[R-sig-ME] Effect Size in lme
Doran, Harold
HDoran at air.org
Tue Mar 9 16:49:44 CET 2010
IMHO, this is a worthless endeavor. The statistic you note below is typical in meta-analysis where you want to find a linear relationship between two continuous variables. There was a big push in my field (education) to always publish some form of a standardized effect size alongside all results.
I always thought this was just plain silly since the linear model itself gives a more natural measure of an effect. That is, isn't that what the effect of some covariate is anyway? I never found it reasonable to then convert this to some standardized coefficient (no longer on the metric used for the analysis) to aid in the interpretation. I think it does exactly the opposite. You now have some number that is not on the same metric as the original variable that is supposed to help you think more about the original variable?
When I want to think about variability of some variable, I prefer the standard deviation and not the variance since the sd is on the same scale as the metric of interest and it is therefore directly interpretable.

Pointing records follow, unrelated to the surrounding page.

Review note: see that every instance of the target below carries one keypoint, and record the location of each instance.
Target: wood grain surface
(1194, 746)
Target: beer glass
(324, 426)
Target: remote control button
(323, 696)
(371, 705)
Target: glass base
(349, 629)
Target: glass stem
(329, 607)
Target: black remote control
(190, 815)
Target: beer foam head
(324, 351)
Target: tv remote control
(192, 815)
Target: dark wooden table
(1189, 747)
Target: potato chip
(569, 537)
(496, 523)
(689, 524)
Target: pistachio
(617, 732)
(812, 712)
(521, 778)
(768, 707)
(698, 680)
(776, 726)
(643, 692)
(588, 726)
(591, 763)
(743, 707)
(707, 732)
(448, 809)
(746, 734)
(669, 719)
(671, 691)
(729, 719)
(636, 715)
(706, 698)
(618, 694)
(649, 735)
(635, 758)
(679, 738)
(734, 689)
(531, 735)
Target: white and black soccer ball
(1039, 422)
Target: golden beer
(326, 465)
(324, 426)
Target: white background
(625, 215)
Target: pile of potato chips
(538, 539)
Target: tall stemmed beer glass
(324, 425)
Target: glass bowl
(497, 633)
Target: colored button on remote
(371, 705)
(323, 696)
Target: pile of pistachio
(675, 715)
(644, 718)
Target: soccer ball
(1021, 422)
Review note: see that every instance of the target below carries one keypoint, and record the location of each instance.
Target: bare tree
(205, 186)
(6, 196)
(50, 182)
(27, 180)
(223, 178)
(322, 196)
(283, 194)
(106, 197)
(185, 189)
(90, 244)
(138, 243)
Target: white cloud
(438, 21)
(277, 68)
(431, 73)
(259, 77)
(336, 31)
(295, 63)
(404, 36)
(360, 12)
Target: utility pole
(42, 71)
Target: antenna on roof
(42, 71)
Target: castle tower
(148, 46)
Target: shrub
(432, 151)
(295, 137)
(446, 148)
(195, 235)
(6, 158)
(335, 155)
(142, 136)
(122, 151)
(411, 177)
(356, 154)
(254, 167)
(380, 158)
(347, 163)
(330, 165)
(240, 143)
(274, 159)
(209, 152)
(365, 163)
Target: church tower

With that said, with mixed effects models, I think this issue is a bit more complex. I don't mean to open a can of worms, (but I'm sure I will) what is the right DF for the mixed effects model anyhow? The fixed effects do not follow a known distribution, although many treat them as though they follow an F distribution for convenience.
-----Original Message-----
From: r-sig-mixed-models-bounces at r-project.org [mailto:r-sig-mixed-models-bounces at r-project.org] On Behalf Of Patrick Onyango
Sent: Monday, March 08, 2010 5:52 PM
To: Ben Bolker
Cc: r-sig-mixed-models at r-project.org
Subject: Re: [R-sig-ME] Effect Size in lme
Dear Ben,
Many thanks.
Thanks for clarifying: yes, I am interested in effect size with
respect to biological significance of my findings. In addition to
the suggestions you have provided, which I hope to talk to you some,
would you recommend using the following formula, from Nakagawa &
Cuthill (2007) Biol. Rev. 82, 591-605: partial correlation
coefficient, r = the t value divided by the square of the sum of the
t value squared and its corresponding degrees of freedom?
Here is the equation:
I am not quite sure how to interpret, with respect to the kind of
effect I am looking for, the parameter estimates and the other values
that you suggested. Are there resources you can recommend. In the
meantime, I will check in P & B 2000 as well as in West et al. 2007.
Thanks,
Patrick
On Mar 8, 2010, at 4:39 PM, Ben Bolker wrote:
> Patrick Onyango wrote:
>> All,
>> I have been asked to provide effect sizes for results I obtained from
>> lme. Does anyone know how to handle this?
>>
>> Many thanks already.
>> Patrick
>
> There are a lot of definitions of "effect size". If the request is
> simply to indicate the practical relevance of the effects (i.e.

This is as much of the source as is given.